Phase | 20 | 40 | 60 | 80 | 100 | 120 | |
One Goal | |||||||
---|---|---|---|---|---|---|---|
%Solved | 100%(3) | 100%(3) | 100%(3) | 100%(3) | 100%(3) | 100%(3) | 100%(3) |
time(sec) | 15 | 14(.1) | 13(.1) | 4(.0) | 5(.10) | 3(.13) | 3(.13) |
Two Goal | |||||||
% Solved | 90%(4) | 93%(4) | 100%(5) | 100%(5) | 100%(5) | 100%(5) | 100%(5) |
time(sec) | 1548 | 1069(.2) | 22(1.0) | 23(.2) | 25(.28) | 15(.28) | 11(.26) |
Three Goal | |||||||
% Solved | 53%(5) | 87%(7) | 93%(7) | 93%(7) | 93%(7) | 100%(8) | 100%(8) |
time(sec) | 7038 | 2214(.55) | 1209(.49) | 1203(.54) | 1222(.52) | 250(.54) | 134(.58) |
Four Goal | |||||||
% Solved | 43%(5) | 100%(8) | 100%(8) | 100%(8) | 100%(9) | 100%(9) | 100%(9) |
time(sec) | 8525 | 563(.99) | 395(.79) | 452(.91) | 24(.97) | 22(.89) | 22(.88) |
Five Goal | |||||||
% Solved | 0% | 70%(11) | 90%(11) | 93%(11) | 93%(11) | 93%(11) | 100%(12) |
time(sec) | 15000 | 5269(2) | 2450(1) | 1425(2) | 1479(1) | 1501(1) | 375(1) |
Six Goal | |||||||
% Solved | 0% | 50%(12) | 70%(13) | 87%(14) | 93%(14) | 93%(14) | 93%(14) |
time(sec) | 15000 | 7748(3) | 4578(5) | 2191(5) | 1299(3) | 1319(3) | 1244(3) |
In the first experiment on the 6 city domain DERSNLP+EBL showed substantial improvements with multi-case replay as evident from the results in Table 4. Moreover, replay performance improved with problem-solving experience. The plans that were produced showed only a slight increase in number of steps over the solutions which were obtained in from-scratch mode. The same results are plotted in Figure 17 which graphs cumulative CPU time on all test problems over the six experiments. This figure illustrates how CPU time decreased with the number of training problems solved. The insert shows total CPU time (including case retrieval time) for all of the test problems in the six experiments. As evident in this insert, planning performance improves with increased experience on random problems. However, relatively little experience (20 problems solved) was enough to show significant performance improvements.

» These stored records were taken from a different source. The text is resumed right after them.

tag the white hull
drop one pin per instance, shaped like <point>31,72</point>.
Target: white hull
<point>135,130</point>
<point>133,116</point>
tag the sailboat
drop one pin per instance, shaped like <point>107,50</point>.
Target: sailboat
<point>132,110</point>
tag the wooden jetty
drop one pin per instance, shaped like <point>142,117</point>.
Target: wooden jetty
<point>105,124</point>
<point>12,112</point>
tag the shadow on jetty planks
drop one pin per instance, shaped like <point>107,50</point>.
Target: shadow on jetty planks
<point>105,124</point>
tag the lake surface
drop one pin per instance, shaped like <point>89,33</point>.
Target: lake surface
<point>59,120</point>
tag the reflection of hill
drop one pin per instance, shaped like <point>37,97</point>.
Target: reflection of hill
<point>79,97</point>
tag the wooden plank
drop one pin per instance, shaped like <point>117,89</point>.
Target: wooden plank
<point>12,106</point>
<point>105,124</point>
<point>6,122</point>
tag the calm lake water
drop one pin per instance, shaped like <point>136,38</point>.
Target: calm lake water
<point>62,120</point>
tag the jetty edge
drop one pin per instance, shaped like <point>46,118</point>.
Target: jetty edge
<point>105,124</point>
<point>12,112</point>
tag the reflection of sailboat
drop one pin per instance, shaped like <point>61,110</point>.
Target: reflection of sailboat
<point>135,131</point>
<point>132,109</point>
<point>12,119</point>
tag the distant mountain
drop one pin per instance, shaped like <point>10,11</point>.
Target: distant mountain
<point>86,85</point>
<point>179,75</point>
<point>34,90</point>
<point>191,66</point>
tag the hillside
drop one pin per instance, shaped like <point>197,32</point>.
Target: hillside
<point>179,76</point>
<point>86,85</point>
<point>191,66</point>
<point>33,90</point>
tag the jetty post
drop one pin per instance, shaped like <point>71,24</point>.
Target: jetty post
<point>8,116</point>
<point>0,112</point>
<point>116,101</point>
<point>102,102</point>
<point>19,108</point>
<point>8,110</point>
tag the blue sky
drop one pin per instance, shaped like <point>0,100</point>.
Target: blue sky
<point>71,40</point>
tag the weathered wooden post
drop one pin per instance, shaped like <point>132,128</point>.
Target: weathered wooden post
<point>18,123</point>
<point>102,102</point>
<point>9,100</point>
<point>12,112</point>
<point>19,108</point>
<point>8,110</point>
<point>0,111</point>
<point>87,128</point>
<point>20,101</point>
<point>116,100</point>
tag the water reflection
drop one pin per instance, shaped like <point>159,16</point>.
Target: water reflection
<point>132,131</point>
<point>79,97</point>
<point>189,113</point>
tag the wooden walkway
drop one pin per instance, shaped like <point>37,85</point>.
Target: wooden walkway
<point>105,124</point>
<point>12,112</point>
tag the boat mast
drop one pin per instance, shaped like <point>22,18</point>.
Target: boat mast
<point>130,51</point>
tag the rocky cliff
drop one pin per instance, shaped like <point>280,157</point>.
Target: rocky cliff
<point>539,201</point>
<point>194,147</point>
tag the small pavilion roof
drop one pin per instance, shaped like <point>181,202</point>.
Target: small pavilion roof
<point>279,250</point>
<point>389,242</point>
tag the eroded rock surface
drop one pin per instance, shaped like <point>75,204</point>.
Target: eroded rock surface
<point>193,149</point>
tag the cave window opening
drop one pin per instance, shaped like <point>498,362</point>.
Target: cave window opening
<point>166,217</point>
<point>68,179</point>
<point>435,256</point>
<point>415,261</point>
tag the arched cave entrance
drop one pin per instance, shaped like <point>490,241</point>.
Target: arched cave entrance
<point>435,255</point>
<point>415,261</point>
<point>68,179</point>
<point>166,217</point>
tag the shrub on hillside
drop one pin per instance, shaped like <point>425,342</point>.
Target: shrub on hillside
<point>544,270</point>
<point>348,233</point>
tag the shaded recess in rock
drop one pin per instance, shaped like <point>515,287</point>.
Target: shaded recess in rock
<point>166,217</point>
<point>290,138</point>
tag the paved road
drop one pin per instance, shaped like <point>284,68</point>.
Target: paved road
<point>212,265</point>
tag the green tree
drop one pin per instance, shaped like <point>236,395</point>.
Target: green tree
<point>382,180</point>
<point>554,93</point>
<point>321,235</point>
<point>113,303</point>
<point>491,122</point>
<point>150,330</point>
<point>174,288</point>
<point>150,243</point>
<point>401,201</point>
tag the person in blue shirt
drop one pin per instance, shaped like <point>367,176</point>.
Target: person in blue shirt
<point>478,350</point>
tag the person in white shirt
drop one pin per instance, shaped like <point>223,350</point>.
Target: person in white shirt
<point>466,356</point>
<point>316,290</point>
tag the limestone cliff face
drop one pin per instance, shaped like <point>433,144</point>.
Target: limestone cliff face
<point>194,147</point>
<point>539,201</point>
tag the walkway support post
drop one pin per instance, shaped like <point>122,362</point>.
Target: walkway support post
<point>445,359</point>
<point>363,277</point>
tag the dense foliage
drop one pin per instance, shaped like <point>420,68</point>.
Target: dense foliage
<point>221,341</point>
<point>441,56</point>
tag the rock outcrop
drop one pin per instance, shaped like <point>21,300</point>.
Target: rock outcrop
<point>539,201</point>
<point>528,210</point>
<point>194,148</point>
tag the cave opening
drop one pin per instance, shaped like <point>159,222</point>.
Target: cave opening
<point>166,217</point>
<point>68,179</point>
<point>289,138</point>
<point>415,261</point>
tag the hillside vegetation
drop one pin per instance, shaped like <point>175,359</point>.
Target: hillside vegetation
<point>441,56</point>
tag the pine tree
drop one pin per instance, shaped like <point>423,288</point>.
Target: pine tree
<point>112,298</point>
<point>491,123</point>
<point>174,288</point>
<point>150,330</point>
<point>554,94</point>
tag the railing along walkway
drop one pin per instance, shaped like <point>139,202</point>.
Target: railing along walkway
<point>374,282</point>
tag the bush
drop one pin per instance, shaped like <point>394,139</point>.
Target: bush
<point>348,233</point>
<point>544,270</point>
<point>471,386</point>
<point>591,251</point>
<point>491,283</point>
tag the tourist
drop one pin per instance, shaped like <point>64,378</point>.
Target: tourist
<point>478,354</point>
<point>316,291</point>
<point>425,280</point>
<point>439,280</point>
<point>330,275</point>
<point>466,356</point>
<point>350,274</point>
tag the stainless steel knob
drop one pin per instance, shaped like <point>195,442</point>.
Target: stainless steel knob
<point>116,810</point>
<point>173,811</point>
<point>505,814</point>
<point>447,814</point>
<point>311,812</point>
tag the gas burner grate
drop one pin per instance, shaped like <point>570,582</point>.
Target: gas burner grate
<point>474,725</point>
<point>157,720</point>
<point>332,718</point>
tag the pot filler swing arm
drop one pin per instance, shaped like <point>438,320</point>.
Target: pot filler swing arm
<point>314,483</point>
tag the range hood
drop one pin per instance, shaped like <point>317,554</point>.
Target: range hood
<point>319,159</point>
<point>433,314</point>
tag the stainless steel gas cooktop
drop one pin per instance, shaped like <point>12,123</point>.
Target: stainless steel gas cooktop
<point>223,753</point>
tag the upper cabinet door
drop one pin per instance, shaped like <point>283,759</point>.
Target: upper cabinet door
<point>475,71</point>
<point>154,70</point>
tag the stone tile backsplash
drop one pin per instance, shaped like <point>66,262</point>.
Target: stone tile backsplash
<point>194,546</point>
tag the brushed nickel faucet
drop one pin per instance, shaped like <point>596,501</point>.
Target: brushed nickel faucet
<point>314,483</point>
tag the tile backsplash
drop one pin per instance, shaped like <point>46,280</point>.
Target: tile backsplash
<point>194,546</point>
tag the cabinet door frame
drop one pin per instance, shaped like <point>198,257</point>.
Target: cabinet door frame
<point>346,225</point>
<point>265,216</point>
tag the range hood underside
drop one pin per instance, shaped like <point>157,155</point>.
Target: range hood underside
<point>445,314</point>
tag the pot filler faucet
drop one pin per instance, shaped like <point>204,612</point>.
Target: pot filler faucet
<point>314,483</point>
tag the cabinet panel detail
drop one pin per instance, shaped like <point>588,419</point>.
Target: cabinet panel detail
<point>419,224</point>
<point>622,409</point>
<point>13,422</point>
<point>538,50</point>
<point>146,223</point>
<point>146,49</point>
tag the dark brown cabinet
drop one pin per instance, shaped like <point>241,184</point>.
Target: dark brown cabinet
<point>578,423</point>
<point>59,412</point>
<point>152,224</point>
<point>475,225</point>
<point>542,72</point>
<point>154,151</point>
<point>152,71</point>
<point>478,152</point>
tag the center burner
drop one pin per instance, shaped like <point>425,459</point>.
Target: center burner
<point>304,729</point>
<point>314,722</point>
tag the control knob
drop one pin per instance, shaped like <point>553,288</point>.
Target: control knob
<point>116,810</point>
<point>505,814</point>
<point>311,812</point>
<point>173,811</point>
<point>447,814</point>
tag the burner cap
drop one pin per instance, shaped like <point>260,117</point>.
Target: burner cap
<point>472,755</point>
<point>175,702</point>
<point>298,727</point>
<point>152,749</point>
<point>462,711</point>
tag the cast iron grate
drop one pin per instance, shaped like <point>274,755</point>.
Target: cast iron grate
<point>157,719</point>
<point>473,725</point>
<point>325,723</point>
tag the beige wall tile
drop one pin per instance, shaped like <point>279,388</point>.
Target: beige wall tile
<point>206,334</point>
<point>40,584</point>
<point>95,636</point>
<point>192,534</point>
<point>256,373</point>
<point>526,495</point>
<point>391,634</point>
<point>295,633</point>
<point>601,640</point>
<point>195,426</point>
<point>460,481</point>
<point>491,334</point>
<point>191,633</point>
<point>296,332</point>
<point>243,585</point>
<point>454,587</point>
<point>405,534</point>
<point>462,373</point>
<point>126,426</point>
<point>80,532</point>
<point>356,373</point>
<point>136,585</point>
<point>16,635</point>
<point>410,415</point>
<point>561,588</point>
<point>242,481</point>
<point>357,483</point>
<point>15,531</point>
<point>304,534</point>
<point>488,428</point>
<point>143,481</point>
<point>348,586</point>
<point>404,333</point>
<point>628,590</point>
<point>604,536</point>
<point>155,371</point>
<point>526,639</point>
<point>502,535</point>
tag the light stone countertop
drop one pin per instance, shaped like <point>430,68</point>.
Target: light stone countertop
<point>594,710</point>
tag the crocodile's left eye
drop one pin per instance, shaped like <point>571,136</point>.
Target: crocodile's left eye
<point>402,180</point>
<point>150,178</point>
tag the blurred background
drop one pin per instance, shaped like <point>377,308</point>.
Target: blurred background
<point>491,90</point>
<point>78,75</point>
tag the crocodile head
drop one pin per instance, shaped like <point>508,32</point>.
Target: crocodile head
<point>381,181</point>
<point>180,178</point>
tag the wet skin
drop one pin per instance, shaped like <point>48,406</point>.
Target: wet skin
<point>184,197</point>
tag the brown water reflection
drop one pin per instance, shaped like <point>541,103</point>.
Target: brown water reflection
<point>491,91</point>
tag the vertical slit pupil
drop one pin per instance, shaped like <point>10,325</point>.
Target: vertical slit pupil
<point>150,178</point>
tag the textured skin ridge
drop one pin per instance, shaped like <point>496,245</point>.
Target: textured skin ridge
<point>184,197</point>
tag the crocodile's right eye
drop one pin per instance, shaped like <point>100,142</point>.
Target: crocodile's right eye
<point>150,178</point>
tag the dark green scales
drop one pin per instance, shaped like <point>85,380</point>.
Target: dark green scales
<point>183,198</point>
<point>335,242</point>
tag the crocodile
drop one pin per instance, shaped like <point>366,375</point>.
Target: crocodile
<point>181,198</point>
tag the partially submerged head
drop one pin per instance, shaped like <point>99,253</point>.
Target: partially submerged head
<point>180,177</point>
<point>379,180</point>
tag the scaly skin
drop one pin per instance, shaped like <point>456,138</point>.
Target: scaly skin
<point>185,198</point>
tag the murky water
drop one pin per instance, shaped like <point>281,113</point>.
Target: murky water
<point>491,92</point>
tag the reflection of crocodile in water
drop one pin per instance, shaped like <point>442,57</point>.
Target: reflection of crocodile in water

Replay raised the problem-solving horizon, as illustrated in Figure 19. It is more effective with larger problem size, when from-scratch planning tends to exceed the time limit imposed on problem-solving. Figure 20 shows the increase in the size of the library with increasing amounts of training. This figure also indicates that library size is determined more by the amount of interaction in the domain, as opposed to the number of training problems solved. The rate at which the case library grows tapers off and is higher when the planner is trained on larger problems.
In the second experiment, a library formed over the course of training on 6-goal problems was used to solve larger problems (6 to 10 goals) in a more complex domain (15 cities) (See Figure 18). None of the larger problems were solved in from-scratch mode within the time limit of 500 sec . The planner continued to maximum time on all problems, indicated in the figure by the linear increase in CPU time. Its performance was substantially better with replay, however. Since library size was relatively small, the improvements in planning performance more than offset the cost of retrieving and adapting previous cases. This finding suggests that the replay strategy employed in these experiments represents an effective method for improving planning performance in complex domains.